Nette Idee JStein52, aber vielleicht für einen Anfänger doch etwas zu hoch.

@ceko1907 passt die Ausgabe nun? (mit dem Hinweis von Tarrew)
Auch klar warum die Ausgabe bei 4 begonnen hat bzw. bis 2048 läuft?


----------



## ceko1907 (20. Jan 2016)

Tarrew hat gesagt.:


> Vermutlich hat er die Ausgabe nach dem 'basis=basis*2' gemacht. Dann sollte es von 4 bis 2048 gehen.
> 
> Also entweder einen anderen Startwert für 'basis' wählen, oder die Ausgabe an eine andere Stelle in der Schleife verschieben (so viele Möglichkeiten gibts da ja nicht  )




Danke an alle.
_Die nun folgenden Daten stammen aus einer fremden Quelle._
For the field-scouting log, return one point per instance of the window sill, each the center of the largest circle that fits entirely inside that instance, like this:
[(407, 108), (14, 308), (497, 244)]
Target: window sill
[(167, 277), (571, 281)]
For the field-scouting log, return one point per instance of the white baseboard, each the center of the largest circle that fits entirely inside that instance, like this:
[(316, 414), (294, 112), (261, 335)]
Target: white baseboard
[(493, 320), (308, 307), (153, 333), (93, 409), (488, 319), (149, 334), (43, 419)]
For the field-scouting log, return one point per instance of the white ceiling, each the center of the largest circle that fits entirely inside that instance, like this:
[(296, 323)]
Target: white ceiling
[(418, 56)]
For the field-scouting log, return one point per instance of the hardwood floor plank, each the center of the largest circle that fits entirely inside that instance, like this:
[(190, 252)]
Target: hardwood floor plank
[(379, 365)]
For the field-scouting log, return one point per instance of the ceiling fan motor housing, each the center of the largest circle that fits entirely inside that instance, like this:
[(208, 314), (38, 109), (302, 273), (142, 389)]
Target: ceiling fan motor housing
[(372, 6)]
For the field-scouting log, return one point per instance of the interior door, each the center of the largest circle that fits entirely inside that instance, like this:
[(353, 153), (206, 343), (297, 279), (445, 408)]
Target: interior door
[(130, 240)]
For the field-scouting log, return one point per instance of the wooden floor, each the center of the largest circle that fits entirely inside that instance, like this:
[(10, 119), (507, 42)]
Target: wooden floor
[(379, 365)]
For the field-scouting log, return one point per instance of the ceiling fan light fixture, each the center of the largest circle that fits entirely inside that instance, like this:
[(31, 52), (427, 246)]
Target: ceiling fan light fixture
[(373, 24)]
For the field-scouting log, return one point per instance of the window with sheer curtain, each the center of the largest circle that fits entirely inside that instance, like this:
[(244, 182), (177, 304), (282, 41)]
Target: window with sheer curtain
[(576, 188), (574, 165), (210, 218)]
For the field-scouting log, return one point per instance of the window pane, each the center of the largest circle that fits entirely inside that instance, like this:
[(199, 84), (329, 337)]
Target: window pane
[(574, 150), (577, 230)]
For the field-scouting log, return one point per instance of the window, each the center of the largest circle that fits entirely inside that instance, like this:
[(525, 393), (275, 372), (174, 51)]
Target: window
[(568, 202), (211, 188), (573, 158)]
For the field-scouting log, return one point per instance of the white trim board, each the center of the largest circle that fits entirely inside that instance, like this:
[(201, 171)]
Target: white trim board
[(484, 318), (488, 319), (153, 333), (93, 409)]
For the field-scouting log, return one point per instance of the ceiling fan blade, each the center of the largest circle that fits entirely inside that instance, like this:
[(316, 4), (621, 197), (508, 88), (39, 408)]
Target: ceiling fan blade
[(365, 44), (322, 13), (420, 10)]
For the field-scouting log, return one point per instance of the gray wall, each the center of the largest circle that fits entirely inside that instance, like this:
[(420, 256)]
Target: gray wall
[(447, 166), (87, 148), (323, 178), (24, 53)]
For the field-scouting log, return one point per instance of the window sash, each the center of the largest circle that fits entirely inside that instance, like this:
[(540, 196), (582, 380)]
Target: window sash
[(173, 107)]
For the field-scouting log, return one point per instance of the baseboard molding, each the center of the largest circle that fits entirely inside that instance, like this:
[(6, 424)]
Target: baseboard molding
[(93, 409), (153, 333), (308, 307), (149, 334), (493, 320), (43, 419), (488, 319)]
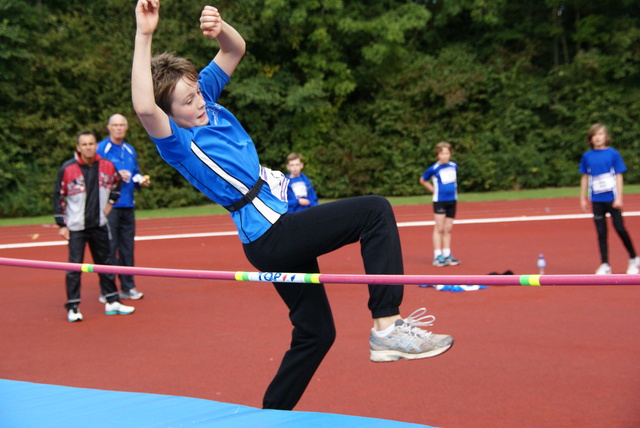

Ich habe jetzt einfach am Anfang die "int basis = 1" gesetzt. Jetzt passt alles 

Das einzige Problem was ich jetzt habe ist, ich verstehe nicht ganz, wieso die "basis" gleich 1 gesetzt werden muss. Die Basis ist doch bei einer Zweierpotenz immer 2 und der Exponent beginnt mit der 1 und geht schließlich bis 10. Ich bin verwirrt.


----------



## Joose (20. Jan 2016)

Die Schleife berechnet dir für den aktuellen Exponenten das Ergebnis. Wie du schon sagt startet "exponent" mit dem Wert 1. 
Sprich der 1.Schleifendurchlauf sollte dir als Ergebnis 2 liefern.
Wenn du aber nun schon mit "basis = 2" startest, bräuchtest du ja keine Berechnung mehr für exponent = 1 sondern müsstest nur den Wert ausgeben.


----------



## ceko1907 (20. Jan 2016)

Joose hat gesagt.:


> Die Schleife berechnet dir für den aktuellen Exponenten das Ergebnis. Wie du schon sagt startet "exponent" mit dem Wert 1.
> Sprich der 1.Schleifendurchlauf sollte dir als Ergebnis 2 liefern.
> Wenn du aber nun schon mit "basis = 2" startest, bräuchtest du ja keine Berechnung mehr für exponent = 1 sondern müsstest nur den Wert ausgeben.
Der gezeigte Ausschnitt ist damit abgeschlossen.